Team:Goettingen/week18-1

V09_1

• Experiment:
  The first approach of the selction of clones that move directly towards our chosen attractants was selected for a fourth time, bacause no chemotaxis could be observed in the third round.
• Experimental procedure:
  The selection was conducted as described in the methods, but small petridishes (9 cm) were used.
• Observation:
  On the next day swimming could be observed and the plated were treated as described in the protocol "plating of selected clones"

• Experiment:
  One of our goals was to invent es protocol that allows the separation of two different fast strains using the antibiotics marker on an inserted plasmid. The plated prepared at the xx were used to test the separation assay.
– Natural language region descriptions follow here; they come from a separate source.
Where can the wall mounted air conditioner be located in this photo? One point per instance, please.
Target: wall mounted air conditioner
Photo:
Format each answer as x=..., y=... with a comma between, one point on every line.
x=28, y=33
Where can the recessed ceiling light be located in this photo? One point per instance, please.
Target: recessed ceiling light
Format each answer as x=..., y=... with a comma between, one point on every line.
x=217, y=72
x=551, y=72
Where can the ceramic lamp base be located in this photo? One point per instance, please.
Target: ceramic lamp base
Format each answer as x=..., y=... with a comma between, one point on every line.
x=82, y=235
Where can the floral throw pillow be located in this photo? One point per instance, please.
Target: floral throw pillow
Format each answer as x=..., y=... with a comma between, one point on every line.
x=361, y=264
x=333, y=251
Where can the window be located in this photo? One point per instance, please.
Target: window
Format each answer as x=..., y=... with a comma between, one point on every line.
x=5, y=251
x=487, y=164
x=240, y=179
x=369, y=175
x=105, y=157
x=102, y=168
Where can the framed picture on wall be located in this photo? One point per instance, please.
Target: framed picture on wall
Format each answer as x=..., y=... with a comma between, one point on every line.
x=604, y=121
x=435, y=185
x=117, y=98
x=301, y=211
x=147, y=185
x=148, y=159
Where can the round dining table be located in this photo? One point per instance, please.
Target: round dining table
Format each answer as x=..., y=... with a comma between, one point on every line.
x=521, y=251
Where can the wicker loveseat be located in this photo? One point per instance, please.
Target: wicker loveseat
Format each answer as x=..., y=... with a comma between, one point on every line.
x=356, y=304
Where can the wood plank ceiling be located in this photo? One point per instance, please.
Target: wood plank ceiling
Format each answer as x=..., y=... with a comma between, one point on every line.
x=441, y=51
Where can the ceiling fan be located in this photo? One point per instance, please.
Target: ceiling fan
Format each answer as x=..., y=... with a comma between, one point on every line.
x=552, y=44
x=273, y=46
On these plated cultures of the strain Δtar with J2006 expressing rfp (amp resistance) and the strain Δtar with pSB1C3-tar-QC-18C were mixed 1:1 (according to the OD600) and dropped on 3% tryptone swimming agar plates containing no anibiotic.
• Experimental procedure:
  - The agar was cut out at three different positions using a to the first mark shortened yellow Eppendorf tip respectively - The first section was cut out at the swimming front (I), and the next two (II, III) in a line behind the first one
  - The tips with the agar pieces were inserted into a glas tube filled with 1 ml LB media respectively
  - The cultures war incubated for 1 h at 37 °C with approx. 180 rpm
  - a 10^-1 to 10^-4 ditutions series was prepared
  - 100 µl of the 10^-2 and the 10^-4 dilution was plated on LB agar plates containing either ampicillin or chloramphenicol respecvtively
  - the plates were incubated in an 33 °C incubator over night
  
• Observation:
  The next day the colnies could be counted:
  CM containing plates
  
  I: 10^-4: 7 colonies
  II: 10^-4: 320 colonies
  I: 10^-4: 330 colonies
  AMP containing plates
  
  I: 10^-4: 0 colonies
  II: 10^-4: 0 colonies
  I: 10^-4: 7 colonies
  --> the strains could be separated successfully and Δtar with pSB1C3-tar-QC-18C seemed to swimm faster!